Compiling Your Python
It still generates a little bit of surprise to discover that there are people who use Python on a daily basis that are apparently quite unfamiliar with compiling said code. Or perhaps not; it is, after all, the world's most popular programming language, it has a syntax that's cleaner than many older languages, it has an enormous collection of extensions, and so forth. As a result, there are many people who use Python, but perhaps not so many who have the inquisitiveness and courage, to dive a little deeper. This short article is a deeper dive to understand a little more about the language.
The first common (novice) mistake is that Python is an interpreted language and can't be compiled. It most certainly can and is "compiled", but not in the same way that a compiled language (e.g., C/C++, Fortran, Pascal) is. If this sounds confusing one needs to dig a little into the architecture.
A Python program is compiled before being interpreted, but this step is hidden at the surface level. When Python is executed it generates byte code. This byte code is transformed and interpreted by the Python Virtual Machine which then converts the byte code to binary machine code that the computer processor can output.
A top-level Python source file can be compiled in the following manner:
$ python -m py_compile helloworld.py
Or, with multiple files:
$ python -m py_compile helloworld.py hellosystem.py hellogalaxy.py ...
Running this will generate a __pycache__ that will contain the byte-code (e.g., helloworld.cpython-38.pyc) version of the program. This binary byte-code can be directly invoked (e.g., python3 helloworld.cpython-38.pyc).
The distinction between byte code interpreted by the PVM and machine code is very important, as sometimes people believe (armed with this new information) that because Python can be compiled that this will lead to much faster execution. This is incorrect. A compiled Python script does not run any faster than a non-compiled script. So why would one want to do this?
The short answer is that a program doesn't just run, it must also load its environment and including any other programs, modules, packages, etc that have been imported. If the runtime of a program is quite long then the advantage of compiling a Python program is relatively less, and conversely, a Python program with a short runtime or one that imports a number of additional programs is going to have a more significant advantage. In any case, there will be some performance improvement because all Python programs will be converted to byte code and interpreted by the PVM anyway. The example helloworld.py has an improvement of over 300% in real time, for example. This is not bound by simplicity or length, by the way. For example, a complex mathematical Python program can take a very long time to load, but runtime execution is very quick. Testing, as always, is the best solution.
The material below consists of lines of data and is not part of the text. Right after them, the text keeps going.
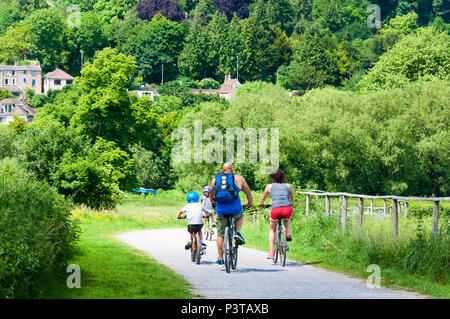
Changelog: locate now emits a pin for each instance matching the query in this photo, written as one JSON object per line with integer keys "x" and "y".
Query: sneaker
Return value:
{"x": 288, "y": 236}
{"x": 240, "y": 240}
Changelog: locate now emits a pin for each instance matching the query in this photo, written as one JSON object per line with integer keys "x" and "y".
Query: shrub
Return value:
{"x": 36, "y": 233}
There are two other advantages to using compiled Python. The first is that the byte code provides some protection against unwanted changes in a shared environment, for example, a careless contributor who in their passion to fix what looks like a bug makes a modification to the source code and breaks the program. Of course, a version control system should be used but even then an additional layer of protection is often worthwhile. The second advantage is that compilation often will result in a significantly smaller file and when coupled with the faster load times, this is particularly useful for websites, embedded environments, and especially when using Python for network programming. Seriously, in such an environment when it's waiting for a trigger it is critical for a fast response; this can be achieved by having the modules like socket, stmplib, base64, etc already loaded.
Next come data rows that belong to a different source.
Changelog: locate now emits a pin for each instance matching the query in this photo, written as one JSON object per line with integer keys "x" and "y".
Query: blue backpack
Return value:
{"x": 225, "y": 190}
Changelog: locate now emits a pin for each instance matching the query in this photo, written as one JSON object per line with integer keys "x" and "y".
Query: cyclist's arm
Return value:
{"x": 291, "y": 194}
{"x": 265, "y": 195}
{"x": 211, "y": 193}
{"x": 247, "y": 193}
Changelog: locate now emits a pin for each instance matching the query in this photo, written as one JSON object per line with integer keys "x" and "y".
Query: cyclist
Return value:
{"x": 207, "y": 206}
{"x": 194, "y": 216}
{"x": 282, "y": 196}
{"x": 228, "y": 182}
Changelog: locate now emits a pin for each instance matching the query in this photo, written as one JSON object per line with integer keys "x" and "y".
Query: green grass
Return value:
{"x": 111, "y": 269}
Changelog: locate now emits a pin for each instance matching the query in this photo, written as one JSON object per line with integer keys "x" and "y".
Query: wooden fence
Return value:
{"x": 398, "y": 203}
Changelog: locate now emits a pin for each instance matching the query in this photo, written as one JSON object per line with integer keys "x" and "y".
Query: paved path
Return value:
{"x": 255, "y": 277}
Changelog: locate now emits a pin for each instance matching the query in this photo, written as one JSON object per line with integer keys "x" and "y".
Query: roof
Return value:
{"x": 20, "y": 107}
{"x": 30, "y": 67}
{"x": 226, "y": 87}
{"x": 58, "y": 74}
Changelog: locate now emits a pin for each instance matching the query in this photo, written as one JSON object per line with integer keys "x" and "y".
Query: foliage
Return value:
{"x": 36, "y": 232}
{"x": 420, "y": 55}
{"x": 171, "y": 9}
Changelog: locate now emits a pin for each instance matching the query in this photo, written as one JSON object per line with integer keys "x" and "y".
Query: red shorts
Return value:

All silver linings are attached to clouds, however, and compiling Python is no different. The byte code is designed for the particular system architecture it was compiled in and therefore is not exactly transportable to a new system: "different machine, different Python", as the saying goes. Thus distribution will, at the very least, require distributing all the relevant .py files for implementation.
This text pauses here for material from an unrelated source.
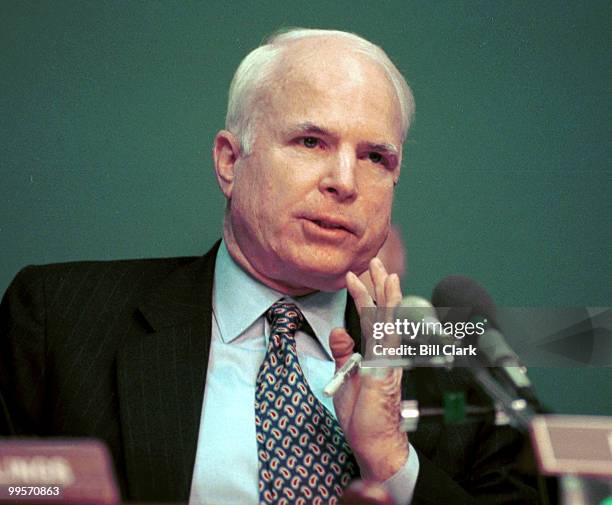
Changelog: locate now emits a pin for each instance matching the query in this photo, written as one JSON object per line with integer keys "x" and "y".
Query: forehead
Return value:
{"x": 335, "y": 88}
There are, being computing, many further elaborations that one could engage in. For example, I have not discussed the deeper optimisation options for compilation and the pitfalls that could result. Nor have I raised the details of the interpreter and the evaluation loop, or the distinction between implementations at that level (e.g., CPython, Jython, IronPython, PyPy, etc). Finally, perhaps in a simpler direction, I have not discussed the use of the compile() function which converts s specified source as a code object to be executed, such as by eval() or exec(). These will be discussed at another time. In the meantime, if performance matters, you probably should compile your Python code.